In "Ulysses," Joyce wrote graphically about Irish society the way he saw it, leaving erstwhile literary barriers in ruins. His books were often banned in Ireland, England and the United States. At one point, it was illegal to read Joyce in any English-speaking nation. Unafraid to stab away at hypocritical late-Victorian morality, he candidly used realism and invented characters that were interesting and all too human. Joyce's father and former circle of friends had no trouble recognizing themselves and some of the more colorful Dublin characters within the pages of his work.
Joyce also had an uncanny ability to depict a setting vividly. He didn't just describe Dublin; he captured its sounds and smells. He created a graphic portrayal of the city's landmarks, pubs and people. Joyce once said that if Dublin were to disappear from the face of the earth, the sheer detail in his novel would be enough to guide its rebuilding.

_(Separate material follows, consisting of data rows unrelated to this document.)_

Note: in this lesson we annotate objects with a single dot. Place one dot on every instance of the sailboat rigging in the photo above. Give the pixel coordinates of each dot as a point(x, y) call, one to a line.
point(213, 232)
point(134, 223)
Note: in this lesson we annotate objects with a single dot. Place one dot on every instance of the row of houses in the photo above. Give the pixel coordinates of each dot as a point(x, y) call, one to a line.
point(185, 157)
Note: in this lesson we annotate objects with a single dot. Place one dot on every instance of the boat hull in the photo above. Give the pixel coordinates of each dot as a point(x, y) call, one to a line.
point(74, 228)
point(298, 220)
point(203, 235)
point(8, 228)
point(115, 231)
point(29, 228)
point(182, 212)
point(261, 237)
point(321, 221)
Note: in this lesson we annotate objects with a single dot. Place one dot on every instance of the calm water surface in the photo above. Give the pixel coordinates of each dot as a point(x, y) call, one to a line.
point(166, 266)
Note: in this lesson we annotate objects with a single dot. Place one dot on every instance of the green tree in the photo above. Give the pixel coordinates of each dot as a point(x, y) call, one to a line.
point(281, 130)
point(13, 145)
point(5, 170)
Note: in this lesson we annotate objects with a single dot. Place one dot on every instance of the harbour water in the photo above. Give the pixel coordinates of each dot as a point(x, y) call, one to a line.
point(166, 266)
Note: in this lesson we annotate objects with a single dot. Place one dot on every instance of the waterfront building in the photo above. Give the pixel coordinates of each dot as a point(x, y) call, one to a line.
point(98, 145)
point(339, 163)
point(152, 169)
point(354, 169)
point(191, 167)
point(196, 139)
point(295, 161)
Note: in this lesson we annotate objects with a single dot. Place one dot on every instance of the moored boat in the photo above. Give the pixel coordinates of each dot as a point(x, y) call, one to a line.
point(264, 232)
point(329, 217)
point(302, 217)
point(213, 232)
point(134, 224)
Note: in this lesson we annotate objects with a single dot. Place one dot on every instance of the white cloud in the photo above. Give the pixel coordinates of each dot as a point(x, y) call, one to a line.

So just as Joyce immortalized Dublin, now every June, Dubliners -- and makebelieve Dubliners the world over -- immortalize Joyce's masterpiece as they try to recapture that spring day in 1904 when Leopold Bloom rose from bed and began preparing breakfast for his wife Molly. While Bloom's mind was on frying kidneys with thick giblet soup and liver slices fried with crustcrumbs and hencods roe, Molly was pondering adultery that afternoon with a man by the name of "Blazes" Boylan.
Intriguing though it is, the book is not an easy read. The writing style varies with each chapter, and the chapters become increasingly baffling and obscure. Even scholars who praise the book argue vehemently over various points. Dozens of "how to" guidebooks have been written to assist the seriousminded reader. The novel is packed with symbolism and riddles. Yet tucked away in Joyce's intellectual wordplay are jokes and crude slapstick. Joyce himself remarked that he wished the reviewers, instead of worrying about the book's obscenity, would at least note that it was funny.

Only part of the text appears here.